We can also control the overfitting using graphs.
Plots for training and testing process (loss and accuracy):

plt.figure(0)
plt.plot(rnn.history['acc'],'r')
plt.plot(rnn.history['val_acc'],'g')
plt.xticks(np.arange(0, nb_epoch+1, nb_epoch/5))
plt.rcParams['figure.figsize'] = (8, 6)
plt.xlabel("Num of Epochs")
plt.ylabel("Accuracy")
plt.title("Training vs Validation Accuracy LSTM l=10, epochs=20") # for max length = 10 and 20 epochs
plt.legend(['train', 'validation'])

plt.figure(1)
plt.plot(rnn.history['loss'],'r')
plt.plot(rnn.history['val_loss'],'g')
plt.xticks(np.arange(0, nb_epoch+1, nb_epoch/5))
plt.rcParams['figure.figsize'] = (8, 6)
plt.xlabel("Num of Epochs")
plt.ylabel("Training vs Validation Loss LSTM l=10, epochs=20") # for max length = 10 and 20 epochs
plt.legend(['train', 'validation'])
plt.show()

As we can see in the charts above, the neural network learns quickly, getting good results.

Apply Precision-Recall

Precision (also called positive predictive value) is the fraction of relevant instances among the retrieved instances.

Recall (also known as sensitivity) is the fraction of relevant instances that have been retrieved over the total amount of relevant instances.

Both precision and recall are therefore based on an understanding and measure of relevance.

# Apply Precision-Recall

from sklearn.metrics import recall_score
from sklearn.metrics import precision_score
from sklearn.metrics import f1_score

y_pred = model.predict(X_test)

# Convert Y_Test into 1D array
yy_true = [np.argmax(i) for i in Y_test]
print(yy_true)

yy_scores = [np.argmax(i) for i in y_pred]
print(yy_scores)

print("Recall: " + str(recall_score(yy_true, yy_scores, average='weighted')))
print("Precision: " + str(precision_score(yy_true, yy_scores, average='weighted')))
print("F1 Score: " + str(f1_score(yy_true, yy_scores, average='weighted')))

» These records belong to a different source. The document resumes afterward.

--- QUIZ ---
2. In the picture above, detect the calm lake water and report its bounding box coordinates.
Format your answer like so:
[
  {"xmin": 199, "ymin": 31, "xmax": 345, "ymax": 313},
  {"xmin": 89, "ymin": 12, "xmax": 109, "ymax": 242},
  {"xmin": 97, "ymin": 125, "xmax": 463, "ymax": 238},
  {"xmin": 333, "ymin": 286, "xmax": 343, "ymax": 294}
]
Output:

Apply and Visualizing of the confusion matrix

Confusion Matrix also is known as an error matrix, is a specific table layout that allows visualization of the performance of an algorithm, typically a supervised learning one (in unsupervised learning it is usually called a matching matrix). Each row of the matrix represents the instances in a predicted class while each column represents the instances in an actual class (or vice versa).

# Apply Confusion matrix

from sklearn.metrics import classification_report, confusion_matrix
Y_pred = model.predict(X_test, verbose=2)
y_pred = np.argmax(Y_pred, axis=1)

for ix in range(3):
    print(ix, confusion_matrix(np.argmax(Y_test, axis=1), y_pred)[ix].sum())
cm = confusion_matrix(np.argmax(Y_test, axis=1), y_pred)
print(cm)

# Visualizing of confusion matrix
import seaborn as sn

df_cm = pd.DataFrame(cm, range(3), range(3))
plt.figure(figsize=(10,7))
sn.set(font_scale=1.4)
sn.heatmap(df_cm, annot=False)
sn.set_context("poster")
plt.xlabel("Predicted Label")
plt.ylabel("True Label")
plt.title("Confusion Matrix")
plt.savefig('Plots/confusionMatrix.png')
plt.show()

Wordcloud

Word clouds (also known as text clouds or tag clouds) work in a simple way: the more a specific word appears in a source of textual data (such as a speech, blog post, or database), the bigger and bolder it appears in the word cloud.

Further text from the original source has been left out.